I dabble in scriptwriting, with a comedy about a single Mum discovering kink and following her journey to becoming a Mistress, getting some interest from production companies. I've been thinking about a mainstream comedy chastity movie. You can make it mainstream by making the "star" locked in a full belt so no naughty bits to show! My initial idea is about a good-looking guy married to a successful business woman, he's out being a bad boy and gets caught. He relies on his wife financially in a big way, so the only way for her to stay with him is to keep him locked since she's lost trust in him. That then opens up a whole set of situations as he tries to live a regular life in a full belt. I'd love to get thoughts and ideas from this very creative community. Maybe the thoughts are that I'm wasting my time, but I would very much like to hear from folk. It could be a lot of fun: What happens to him? What happens to him/them at the end? Is the Hollywood ending him unlocked? Or that he's happily locked forever? Is there a better/funnier situation that leads him to being locked in the first place? Does it need him being a bad boy or could it just be his wife is strong and just wants him locked? If you're feeling imaginative I'd love to hear your ideas
I think a group of wives clubbing together discussing their errant husbands. One shows them images of chastity on the net. They form their plans. like good wives club. I think that's the name of a movie from the 80s
slight improvement. Only 1 husband cheating. One woman shows wife and other 2 belt. All 3 encouraging wife to lock him. ending. 2nd woman comes to group and says her husband is cheating.

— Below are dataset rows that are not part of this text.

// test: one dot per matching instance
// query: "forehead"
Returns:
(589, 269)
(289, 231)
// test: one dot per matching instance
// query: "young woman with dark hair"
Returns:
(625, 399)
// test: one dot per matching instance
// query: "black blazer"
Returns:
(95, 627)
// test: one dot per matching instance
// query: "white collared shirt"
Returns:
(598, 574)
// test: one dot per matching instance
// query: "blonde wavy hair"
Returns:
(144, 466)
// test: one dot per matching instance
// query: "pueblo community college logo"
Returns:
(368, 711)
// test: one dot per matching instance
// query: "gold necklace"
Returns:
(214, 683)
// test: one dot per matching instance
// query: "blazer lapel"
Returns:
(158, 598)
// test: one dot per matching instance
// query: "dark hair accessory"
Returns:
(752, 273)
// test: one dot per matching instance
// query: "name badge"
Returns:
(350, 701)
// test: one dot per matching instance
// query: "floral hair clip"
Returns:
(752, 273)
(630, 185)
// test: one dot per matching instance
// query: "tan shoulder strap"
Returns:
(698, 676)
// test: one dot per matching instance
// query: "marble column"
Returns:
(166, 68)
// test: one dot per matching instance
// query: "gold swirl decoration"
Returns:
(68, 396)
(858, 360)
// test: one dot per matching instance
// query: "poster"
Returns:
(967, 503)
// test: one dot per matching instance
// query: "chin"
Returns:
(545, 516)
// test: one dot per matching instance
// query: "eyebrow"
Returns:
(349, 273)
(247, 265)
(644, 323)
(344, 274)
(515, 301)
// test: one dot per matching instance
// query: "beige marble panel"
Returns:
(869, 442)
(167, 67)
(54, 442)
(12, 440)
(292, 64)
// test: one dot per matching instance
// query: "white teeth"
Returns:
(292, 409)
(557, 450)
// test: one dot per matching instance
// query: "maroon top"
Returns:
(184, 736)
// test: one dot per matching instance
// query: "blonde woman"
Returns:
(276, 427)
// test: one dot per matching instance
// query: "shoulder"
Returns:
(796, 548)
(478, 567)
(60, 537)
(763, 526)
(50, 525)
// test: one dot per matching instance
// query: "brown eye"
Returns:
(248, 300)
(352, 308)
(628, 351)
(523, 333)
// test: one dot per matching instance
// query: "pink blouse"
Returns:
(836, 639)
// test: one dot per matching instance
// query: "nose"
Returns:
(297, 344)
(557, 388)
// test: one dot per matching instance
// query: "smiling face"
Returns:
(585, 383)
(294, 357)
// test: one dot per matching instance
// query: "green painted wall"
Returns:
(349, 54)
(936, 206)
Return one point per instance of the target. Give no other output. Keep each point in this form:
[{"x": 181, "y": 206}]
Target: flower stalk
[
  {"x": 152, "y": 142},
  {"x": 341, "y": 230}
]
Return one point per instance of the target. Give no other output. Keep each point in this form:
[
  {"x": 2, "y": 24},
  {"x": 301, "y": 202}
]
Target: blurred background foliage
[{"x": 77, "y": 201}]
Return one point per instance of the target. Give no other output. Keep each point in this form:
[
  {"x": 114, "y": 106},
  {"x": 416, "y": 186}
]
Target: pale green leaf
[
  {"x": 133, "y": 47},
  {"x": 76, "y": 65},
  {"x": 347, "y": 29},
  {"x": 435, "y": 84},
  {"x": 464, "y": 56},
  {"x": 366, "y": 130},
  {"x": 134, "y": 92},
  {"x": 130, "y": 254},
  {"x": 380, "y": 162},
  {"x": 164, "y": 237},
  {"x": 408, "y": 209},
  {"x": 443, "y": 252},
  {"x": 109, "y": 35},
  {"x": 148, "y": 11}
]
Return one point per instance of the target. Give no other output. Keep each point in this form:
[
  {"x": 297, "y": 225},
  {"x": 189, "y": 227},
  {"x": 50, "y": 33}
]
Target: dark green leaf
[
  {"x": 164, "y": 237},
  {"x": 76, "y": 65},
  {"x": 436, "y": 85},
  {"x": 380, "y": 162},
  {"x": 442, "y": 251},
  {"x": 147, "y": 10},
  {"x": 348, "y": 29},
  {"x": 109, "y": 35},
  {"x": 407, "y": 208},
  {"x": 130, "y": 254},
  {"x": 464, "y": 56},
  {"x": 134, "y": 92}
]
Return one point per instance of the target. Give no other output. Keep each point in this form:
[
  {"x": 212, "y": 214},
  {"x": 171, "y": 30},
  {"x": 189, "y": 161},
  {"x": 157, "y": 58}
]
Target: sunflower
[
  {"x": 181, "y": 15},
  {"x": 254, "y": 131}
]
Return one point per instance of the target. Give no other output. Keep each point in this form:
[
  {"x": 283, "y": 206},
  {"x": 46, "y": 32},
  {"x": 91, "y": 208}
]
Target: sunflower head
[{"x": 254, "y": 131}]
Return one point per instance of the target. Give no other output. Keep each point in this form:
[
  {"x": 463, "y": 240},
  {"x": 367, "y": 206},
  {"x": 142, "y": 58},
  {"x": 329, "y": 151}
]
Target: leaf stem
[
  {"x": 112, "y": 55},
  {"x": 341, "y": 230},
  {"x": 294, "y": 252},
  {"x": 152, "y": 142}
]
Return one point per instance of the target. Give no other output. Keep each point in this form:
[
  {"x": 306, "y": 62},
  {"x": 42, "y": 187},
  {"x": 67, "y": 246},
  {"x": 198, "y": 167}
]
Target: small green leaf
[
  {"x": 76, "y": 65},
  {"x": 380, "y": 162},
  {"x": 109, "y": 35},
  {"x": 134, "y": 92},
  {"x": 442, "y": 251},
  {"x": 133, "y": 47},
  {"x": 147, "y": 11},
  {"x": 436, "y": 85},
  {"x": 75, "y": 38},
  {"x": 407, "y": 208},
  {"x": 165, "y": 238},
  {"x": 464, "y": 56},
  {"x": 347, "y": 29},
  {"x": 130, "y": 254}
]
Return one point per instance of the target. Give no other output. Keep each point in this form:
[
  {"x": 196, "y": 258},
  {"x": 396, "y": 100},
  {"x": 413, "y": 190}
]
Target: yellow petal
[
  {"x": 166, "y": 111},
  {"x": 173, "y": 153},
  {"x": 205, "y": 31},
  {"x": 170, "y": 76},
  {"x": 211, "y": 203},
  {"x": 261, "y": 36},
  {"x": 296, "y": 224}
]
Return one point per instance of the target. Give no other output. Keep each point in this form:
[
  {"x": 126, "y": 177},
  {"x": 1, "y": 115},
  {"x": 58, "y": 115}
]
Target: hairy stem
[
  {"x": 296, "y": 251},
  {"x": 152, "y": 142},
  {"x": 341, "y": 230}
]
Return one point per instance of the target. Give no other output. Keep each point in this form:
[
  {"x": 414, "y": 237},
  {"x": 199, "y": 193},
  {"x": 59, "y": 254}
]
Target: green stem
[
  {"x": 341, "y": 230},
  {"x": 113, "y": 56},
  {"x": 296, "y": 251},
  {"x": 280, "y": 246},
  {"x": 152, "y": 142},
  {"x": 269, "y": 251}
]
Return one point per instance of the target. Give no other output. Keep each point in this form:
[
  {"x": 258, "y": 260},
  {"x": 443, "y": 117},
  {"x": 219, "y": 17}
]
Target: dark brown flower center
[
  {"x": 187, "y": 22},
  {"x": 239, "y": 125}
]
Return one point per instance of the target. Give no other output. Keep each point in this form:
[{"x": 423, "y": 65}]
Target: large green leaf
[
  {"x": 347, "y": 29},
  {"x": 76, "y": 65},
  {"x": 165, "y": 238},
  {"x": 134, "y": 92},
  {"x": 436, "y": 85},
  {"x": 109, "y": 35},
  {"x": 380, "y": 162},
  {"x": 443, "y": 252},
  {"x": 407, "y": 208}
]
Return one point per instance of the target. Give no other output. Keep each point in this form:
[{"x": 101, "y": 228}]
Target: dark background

Thanks Giles, it's just that I'm short on ideas! Was hoping to capture funny stories from real life experiences.... I know there are number buried in the forums here so a bit of work to be done ;-)
Here's an idea. I think he whould wear a Latowski. http://news.softpedia.com/news/The-...Men-Torture-Instrument-or-Sex-Toy-65603.shtml A female neighbour who deals with a war injuries charity bumps into him and knocks his belt and get it into her head that he is a war hero who has lost his genitals and pelvic bone in Iraq. You could have fun with her appearing every now and confusing the hell out of everyone with her polite beating around the bust conversations. You may want the women to put her straight maybe.